Thousands of women and children at Shahdara, Baghbanpura, Sahuwari Jora Pir Colony near Pakistan Mint, around the shrine of Hazrat Madhu Lal Hussain, Kot Lakhpat, besides Muridke, Kamoke, Ferozwala, Kot Abdul Malik and Kasur used to earn a livelihood by making kites at home but now they are sitting idle because of the ban.
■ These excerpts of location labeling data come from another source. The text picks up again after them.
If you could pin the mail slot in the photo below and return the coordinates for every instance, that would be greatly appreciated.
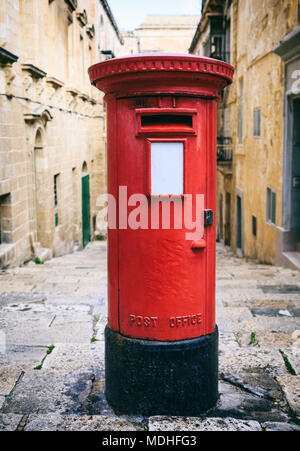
(161, 340)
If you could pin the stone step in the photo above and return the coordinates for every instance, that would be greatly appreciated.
(56, 422)
(293, 259)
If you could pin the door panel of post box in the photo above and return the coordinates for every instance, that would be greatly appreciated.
(163, 292)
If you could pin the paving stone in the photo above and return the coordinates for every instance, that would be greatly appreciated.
(45, 423)
(199, 424)
(47, 391)
(247, 359)
(46, 336)
(9, 422)
(280, 427)
(76, 357)
(56, 422)
(9, 375)
(15, 297)
(266, 339)
(293, 355)
(238, 403)
(291, 387)
(25, 357)
(103, 423)
(2, 400)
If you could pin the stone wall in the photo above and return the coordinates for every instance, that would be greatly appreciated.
(256, 26)
(161, 33)
(52, 124)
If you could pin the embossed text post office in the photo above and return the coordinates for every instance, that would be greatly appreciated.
(161, 340)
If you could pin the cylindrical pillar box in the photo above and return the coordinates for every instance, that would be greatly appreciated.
(161, 338)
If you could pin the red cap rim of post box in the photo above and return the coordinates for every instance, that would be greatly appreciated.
(198, 75)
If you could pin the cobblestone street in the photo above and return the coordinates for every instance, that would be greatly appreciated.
(52, 367)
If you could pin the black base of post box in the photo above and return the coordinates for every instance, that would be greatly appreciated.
(161, 378)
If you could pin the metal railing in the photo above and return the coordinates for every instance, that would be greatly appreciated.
(224, 148)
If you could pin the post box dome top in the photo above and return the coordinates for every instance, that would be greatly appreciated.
(161, 73)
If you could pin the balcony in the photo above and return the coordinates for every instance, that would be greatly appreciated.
(224, 149)
(107, 54)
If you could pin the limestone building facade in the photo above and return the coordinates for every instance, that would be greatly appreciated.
(161, 34)
(52, 140)
(258, 178)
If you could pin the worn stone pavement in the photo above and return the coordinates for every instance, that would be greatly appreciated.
(52, 319)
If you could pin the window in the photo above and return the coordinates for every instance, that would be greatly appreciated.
(206, 48)
(271, 206)
(167, 168)
(240, 119)
(5, 219)
(254, 226)
(256, 122)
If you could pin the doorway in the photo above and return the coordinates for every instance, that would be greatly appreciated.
(295, 182)
(86, 216)
(239, 212)
(227, 240)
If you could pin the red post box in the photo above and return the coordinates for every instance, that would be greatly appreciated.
(161, 337)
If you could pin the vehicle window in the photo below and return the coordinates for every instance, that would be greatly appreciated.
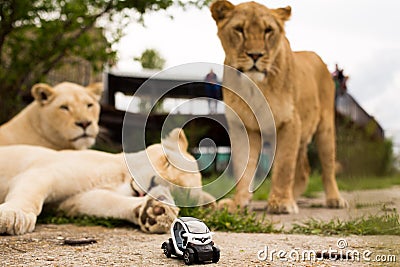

“Kite-making alone had been providing livelihood to more than 150,000 people in Lahore and its suburbs besides 180,000 in Gujranwala and Kasur districts. Most of these artisans are now facing difficult times,” says Khwaja Nadeem Saeed Wayeen, the chairman of All Pakistan Kite Flying Association and one of the founders of Basant Festival in Lahore.

“We have proposed to the Punjab government to establish a ‘kite city’ outside the limits of Lahore but have yet to get a positive response. The Basant Festival had also helped to improve the soft image of Pakistan abroad. Instead of taking concrete measures to prevent tragic incidents, the kite flying festival has been banned,” he lamented.

For most traders of the Walled City, especially in markets around Mochi Gate, Basant was a sort of economic feeding frenzy that used to sustain them throughout the year. The same is the case with the then Guddiwali Market and streets surrounding Madina Market of Pakistani Bazaar in Baghbanpura. While traders of the Mochi Gate markets have started selling roasted grams, dry fruit and ‘beid’ (sweets and dried dates distributed after Nikah ceremony), toys are now sold at the Guddiwali Market.

However, the skilled labourers involved in the preparation of twine are not fortunate enough to find alternative employment. People like tani laganay wala (who spreads thread around wooden spikes on poles or adda), laivi or tunposh karnay wala (who fixes glue to thread), dor laganay wala (who adds crushed glass to the thread) and the charkha or pinni lapaitnay wala (who folds the twine) are unable to find a regular source of income.

It was difficult to get a room at any hotel of the Punjab capital during the kite-flying season. Multinational companies would book the roof-tops of the big hotels in advance and would invite foreign diplomats to the festival. “Basant was the distinctive feature and the biggest festival of the city with people from all over the country and abroad thronging Lahore,” recalls a senior official of a major hotel on The Mall.

A tour operator on Davis Road said that the festival had also been instrumental in promoting tourism industry in the country. A number of foreigners used to go to Murree and even Northern Areas after enjoying Basant.

Bakers or naanbai near Ichhra, Bhaati and Lohari gates, Wahdat Road, too strongly supported holding of Basant. Like the hotel industry people, they would not disclose their income during the two-day festival but said it was considerable and enough to make their lives a bit more comfortable. “We did not have time to take a nap during Basant,” said an Ichhra naanbai. Drummers too are among the affected lot of the ban on the kite-flying festival like electricians, cooks and people in the catering business besides the painters and billboard makers.